DeepCopy is an autogenerated deepcopy function, copying the receiver, creating a new InferenceConfig.

func (*InferenceConfig) DeepCopyInto ¶ added in v0.1.0

func (in *InferenceConfig) DeepCopyInto(out *InferenceConfig)

DeepCopyInto is an autogenerated deepcopy function, copying the receiver, writing into out. in must be non-nil.

type ModelClaim ¶

type ModelClaim struct {
	// ModelName represents the name of the Model.
	ModelName ModelName `json:"modelName,omitempty"`
	// InferenceFlavors represents a list of flavors with fungibility support
	// to serve the model.
	// If set, The flavor names should be a subset of the model configured flavors.
	// If not set, Model configured flavors will be used by default.
	// +optional
	InferenceFlavors []FlavorName `json:"inferenceFlavors,omitempty"`
}

ModelClaim represents claiming for one model.

func (*ModelClaim) DeepCopy ¶

func (in *ModelClaim) DeepCopy() *ModelClaim

DeepCopy is an autogenerated deepcopy function, copying the receiver, creating a new ModelClaim.

func (*ModelClaim) DeepCopyInto ¶

func (in *ModelClaim) DeepCopyInto(out *ModelClaim)

DeepCopyInto is an autogenerated deepcopy function, copying the receiver, writing into out. in must be non-nil.

type ModelClaims ¶ added in v0.0.6

type ModelClaims struct {
	// Models represents a list of models with roles specified, there maybe
	// multiple models here to support state-of-the-art technologies like
	// speculative decoding, then one model is main(target) model, another one
	// is draft model.
	// +kubebuilder:validation:MinItems=1
	Models []ModelRef `json:"models,omitempty"`
	// InferenceFlavors represents a list of flavor names with fungibility supported
	// to serve the model.
	// - If not set, will employ the model configured flavors by default.
	// - If set, will lookup the flavor names following the model orders.
	// +optional
	InferenceFlavors []FlavorName `json:"inferenceFlavors,omitempty"`
}

ModelClaims represents multiple claims for different models.

func (*ModelClaims) DeepCopy ¶ added in v0.0.6

func (in *ModelClaims) DeepCopy() *ModelClaims

DeepCopy is an autogenerated deepcopy function, copying the receiver, creating a new ModelClaims.

func (*ModelClaims) DeepCopyInto ¶ added in v0.0.6

func (in *ModelClaims) DeepCopyInto(out *ModelClaims)

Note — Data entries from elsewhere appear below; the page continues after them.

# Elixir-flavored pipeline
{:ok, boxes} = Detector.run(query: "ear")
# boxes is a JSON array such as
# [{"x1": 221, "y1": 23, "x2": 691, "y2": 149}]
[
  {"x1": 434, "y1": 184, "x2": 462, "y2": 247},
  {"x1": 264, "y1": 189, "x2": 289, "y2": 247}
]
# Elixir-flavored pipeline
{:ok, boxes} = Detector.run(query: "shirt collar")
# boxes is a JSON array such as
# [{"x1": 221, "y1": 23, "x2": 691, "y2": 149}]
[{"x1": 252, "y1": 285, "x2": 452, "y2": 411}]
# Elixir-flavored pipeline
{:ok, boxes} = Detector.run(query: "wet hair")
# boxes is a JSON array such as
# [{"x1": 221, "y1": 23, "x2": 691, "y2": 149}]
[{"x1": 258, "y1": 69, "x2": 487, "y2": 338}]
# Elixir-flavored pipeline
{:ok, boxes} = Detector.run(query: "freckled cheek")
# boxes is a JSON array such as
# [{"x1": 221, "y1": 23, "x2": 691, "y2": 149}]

DeepCopyInto is an autogenerated deepcopy function, copying the receiver, writing into out. in must be non-nil.

type ModelHub ¶

type ModelHub struct {
	// Name refers to the model registry, such as huggingface.
	// +kubebuilder:default=Huggingface
	// +kubebuilder:validation:Enum={Huggingface,ModelScope}
	// +optional
	Name *string `json:"name,omitempty"`
	// ModelID refers to the model identifier on model hub,
	// such as meta-llama/Meta-Llama-3-8B.
	ModelID string `json:"modelID,omitempty"`
	// Filename refers to a specified model file rather than the whole repo.
	// This is helpful to download a specified GGUF model rather than downloading
	// the whole repo which includes all kinds of quantized models.
	// TODO: this is only supported with Huggingface, add support for ModelScope
	// in the near future.
	// Note: once filename is set, allowPatterns and ignorePatterns should be left unset.
	Filename *string `json:"filename,omitempty"`
	// Revision refers to a Git revision id which can be a branch name, a tag, or a commit hash.
	// +kubebuilder:default=main
	// +optional
	Revision *string `json:"revision,omitempty"`
	// AllowPatterns refers to files matched with at least one pattern will be downloaded.
	// +optional
	AllowPatterns []string `json:"allowPatterns,omitempty"`
	// IgnorePatterns refers to files matched with any of the patterns will not be downloaded.
	// +optional
	IgnorePatterns []string `json:"ignorePatterns,omitempty"`
}

ModelHub represents the model registry for model downloads.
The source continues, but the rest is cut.